My goal was to continue the spacing of the vertical stiles (visible on the left side of the photo above) up the the angled section of wall next to the stairs.  A couple of simple angled cuts on each end of each board was all that was involved, but I didn't have a tool to help me transfer the angle to the boards, so I left this project until I had a clear idea of how to tackle it.  I took special care to make the angled upper rail board parallel to the stringer trim board next to the steps based on the geometric principle that the angle would then be the same at the top and bottom of the boards.

This handy little tool proved to be the key that made this project a lot easier.  I've seen simple wood and steel angle finders used by others, but never had one for my tool box.  This Harbor Freight Multipurpose Angle Finder isn't terribly accurate due to its size, but since it is based on a four-bar linkage, it's actually pretty versatile beyond the simple application I employed it for.  In my case I placed the tool in the angle between the stringer and vertical stile at the bottom of the staircase since that was the angle I wanted to duplicate on the other stiles.  I checked the stile for plumb and was reassured that it was true enough to ensure the other stiles parallel to it would also be plumb.

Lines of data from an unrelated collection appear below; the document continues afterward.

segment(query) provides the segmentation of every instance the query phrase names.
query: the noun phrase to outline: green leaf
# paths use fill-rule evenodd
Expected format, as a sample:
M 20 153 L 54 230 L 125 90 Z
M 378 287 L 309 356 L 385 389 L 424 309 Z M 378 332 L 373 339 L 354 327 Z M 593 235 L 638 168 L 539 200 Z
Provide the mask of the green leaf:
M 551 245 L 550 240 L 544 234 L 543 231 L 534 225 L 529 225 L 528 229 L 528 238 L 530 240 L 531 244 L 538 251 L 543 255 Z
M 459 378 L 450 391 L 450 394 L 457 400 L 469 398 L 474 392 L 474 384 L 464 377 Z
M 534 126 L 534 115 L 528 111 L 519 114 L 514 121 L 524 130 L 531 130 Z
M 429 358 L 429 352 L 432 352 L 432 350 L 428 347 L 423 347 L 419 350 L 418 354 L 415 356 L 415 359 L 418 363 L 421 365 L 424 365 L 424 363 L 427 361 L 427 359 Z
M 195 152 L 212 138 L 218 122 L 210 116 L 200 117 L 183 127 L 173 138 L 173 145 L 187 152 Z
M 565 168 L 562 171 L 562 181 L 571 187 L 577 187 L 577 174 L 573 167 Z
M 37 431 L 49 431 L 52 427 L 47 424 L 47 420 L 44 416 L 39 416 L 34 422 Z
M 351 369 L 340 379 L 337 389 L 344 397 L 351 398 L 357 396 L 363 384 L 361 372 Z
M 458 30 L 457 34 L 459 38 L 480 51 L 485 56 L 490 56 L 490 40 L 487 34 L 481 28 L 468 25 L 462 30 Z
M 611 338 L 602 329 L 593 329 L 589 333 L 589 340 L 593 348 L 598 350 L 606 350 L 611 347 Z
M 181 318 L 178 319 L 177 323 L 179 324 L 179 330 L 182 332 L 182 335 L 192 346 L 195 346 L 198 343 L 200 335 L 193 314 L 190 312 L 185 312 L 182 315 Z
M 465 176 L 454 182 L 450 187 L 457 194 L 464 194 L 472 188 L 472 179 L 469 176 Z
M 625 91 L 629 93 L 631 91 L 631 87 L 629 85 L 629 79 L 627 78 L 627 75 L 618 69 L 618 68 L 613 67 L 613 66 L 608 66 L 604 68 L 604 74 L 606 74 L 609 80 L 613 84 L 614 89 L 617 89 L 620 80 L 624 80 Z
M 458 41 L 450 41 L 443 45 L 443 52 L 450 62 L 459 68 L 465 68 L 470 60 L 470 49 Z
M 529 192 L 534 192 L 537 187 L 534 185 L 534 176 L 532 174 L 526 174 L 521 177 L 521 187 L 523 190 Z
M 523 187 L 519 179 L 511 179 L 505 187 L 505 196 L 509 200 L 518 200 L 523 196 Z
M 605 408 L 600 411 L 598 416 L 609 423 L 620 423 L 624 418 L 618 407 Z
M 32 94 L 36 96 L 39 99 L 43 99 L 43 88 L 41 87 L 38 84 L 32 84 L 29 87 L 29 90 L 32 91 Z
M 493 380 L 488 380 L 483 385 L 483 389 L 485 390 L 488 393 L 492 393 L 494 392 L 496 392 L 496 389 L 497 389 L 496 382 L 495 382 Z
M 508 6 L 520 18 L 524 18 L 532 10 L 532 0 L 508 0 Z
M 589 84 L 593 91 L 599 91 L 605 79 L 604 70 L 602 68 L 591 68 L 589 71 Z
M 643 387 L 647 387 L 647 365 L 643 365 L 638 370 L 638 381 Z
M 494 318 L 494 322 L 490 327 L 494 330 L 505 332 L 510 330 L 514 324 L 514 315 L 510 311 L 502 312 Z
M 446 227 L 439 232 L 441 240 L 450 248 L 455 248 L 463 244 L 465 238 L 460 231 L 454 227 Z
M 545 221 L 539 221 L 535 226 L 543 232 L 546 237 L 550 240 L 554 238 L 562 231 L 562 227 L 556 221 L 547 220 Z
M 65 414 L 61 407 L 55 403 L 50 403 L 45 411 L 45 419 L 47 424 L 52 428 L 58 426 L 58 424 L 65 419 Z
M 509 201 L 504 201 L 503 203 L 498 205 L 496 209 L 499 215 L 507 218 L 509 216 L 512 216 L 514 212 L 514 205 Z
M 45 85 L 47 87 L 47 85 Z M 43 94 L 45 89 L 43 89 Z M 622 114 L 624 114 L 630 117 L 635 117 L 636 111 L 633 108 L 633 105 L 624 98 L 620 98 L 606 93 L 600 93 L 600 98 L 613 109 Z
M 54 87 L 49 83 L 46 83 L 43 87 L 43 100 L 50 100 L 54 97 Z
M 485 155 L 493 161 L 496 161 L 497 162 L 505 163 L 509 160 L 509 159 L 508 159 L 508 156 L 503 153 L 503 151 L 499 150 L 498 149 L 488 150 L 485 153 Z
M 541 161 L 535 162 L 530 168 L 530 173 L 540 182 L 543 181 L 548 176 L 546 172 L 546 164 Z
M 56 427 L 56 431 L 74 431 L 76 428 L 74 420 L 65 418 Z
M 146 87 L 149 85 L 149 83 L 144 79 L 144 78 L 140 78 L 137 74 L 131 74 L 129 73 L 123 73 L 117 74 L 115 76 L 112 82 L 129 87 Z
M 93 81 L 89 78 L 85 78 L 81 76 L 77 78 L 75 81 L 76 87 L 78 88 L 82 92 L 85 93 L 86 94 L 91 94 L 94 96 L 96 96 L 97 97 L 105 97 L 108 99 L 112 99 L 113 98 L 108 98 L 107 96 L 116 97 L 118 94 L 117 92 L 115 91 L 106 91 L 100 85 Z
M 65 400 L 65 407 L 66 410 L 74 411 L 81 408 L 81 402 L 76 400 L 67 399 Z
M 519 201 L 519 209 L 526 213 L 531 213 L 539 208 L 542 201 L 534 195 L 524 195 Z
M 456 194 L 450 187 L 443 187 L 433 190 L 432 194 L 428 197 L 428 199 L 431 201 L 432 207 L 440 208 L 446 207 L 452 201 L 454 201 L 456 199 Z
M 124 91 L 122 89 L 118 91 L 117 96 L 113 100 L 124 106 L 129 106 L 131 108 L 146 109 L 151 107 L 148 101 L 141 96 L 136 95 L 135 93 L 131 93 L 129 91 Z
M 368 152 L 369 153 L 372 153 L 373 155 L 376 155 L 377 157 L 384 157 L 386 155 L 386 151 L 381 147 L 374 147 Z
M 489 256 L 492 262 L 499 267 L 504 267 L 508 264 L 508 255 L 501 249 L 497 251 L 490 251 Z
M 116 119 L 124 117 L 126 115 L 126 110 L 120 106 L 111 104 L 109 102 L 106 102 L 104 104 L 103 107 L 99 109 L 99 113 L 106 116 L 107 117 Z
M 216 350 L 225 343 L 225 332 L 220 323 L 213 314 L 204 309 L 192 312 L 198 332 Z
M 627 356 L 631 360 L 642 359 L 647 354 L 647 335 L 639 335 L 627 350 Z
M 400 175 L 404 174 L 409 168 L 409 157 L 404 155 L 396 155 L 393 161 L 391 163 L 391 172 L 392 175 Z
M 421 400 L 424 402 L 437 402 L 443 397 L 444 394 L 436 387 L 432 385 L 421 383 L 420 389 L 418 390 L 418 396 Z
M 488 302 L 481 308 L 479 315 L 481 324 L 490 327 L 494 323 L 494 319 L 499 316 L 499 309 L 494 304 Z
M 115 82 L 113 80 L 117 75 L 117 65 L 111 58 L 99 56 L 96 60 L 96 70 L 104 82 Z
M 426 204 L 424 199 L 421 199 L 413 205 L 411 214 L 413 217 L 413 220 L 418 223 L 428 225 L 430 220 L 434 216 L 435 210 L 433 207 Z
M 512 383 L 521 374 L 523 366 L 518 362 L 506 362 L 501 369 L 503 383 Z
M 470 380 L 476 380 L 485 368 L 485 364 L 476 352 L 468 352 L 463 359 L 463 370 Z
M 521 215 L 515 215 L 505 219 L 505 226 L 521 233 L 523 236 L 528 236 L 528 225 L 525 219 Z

The angle finder was then used to set the angle on my miter saw table.  After making one cut on one end of a board, I fit the stile to the stringer and checked for plumb.  I had to make a couple slight adjustments to the angle of the table before I was happy that the saw matched the angle on the staircase, but eventually was confident the stiles would fit as desired.

Four stiles later, I'm pretty pleased with the results.  The distortion caused by the camera lens makes the spacing seem to decrease up the staircase, but in reality it's uniform with the rest of the wall.  After a short confidence-building exercise like this I find myself wishing I had more opportunities to practice my new-found technique, but life seldom works that way for me.  In the mean time, I've got another tool that should reduce anxiety in the future.

Monday, November 24, 2014


Farmer Wagenbach informed me recently that the corn harvest in the field behind our house was larger this year than ever before.  The yield averaged 258 bushels per acre, which is exceptional no matter where the field is located!  Growing conditions were good this summer, but it's obvious that God has blessed Farmer Wagenbach with a good bit of knowledge and skill when it comes to growing corn!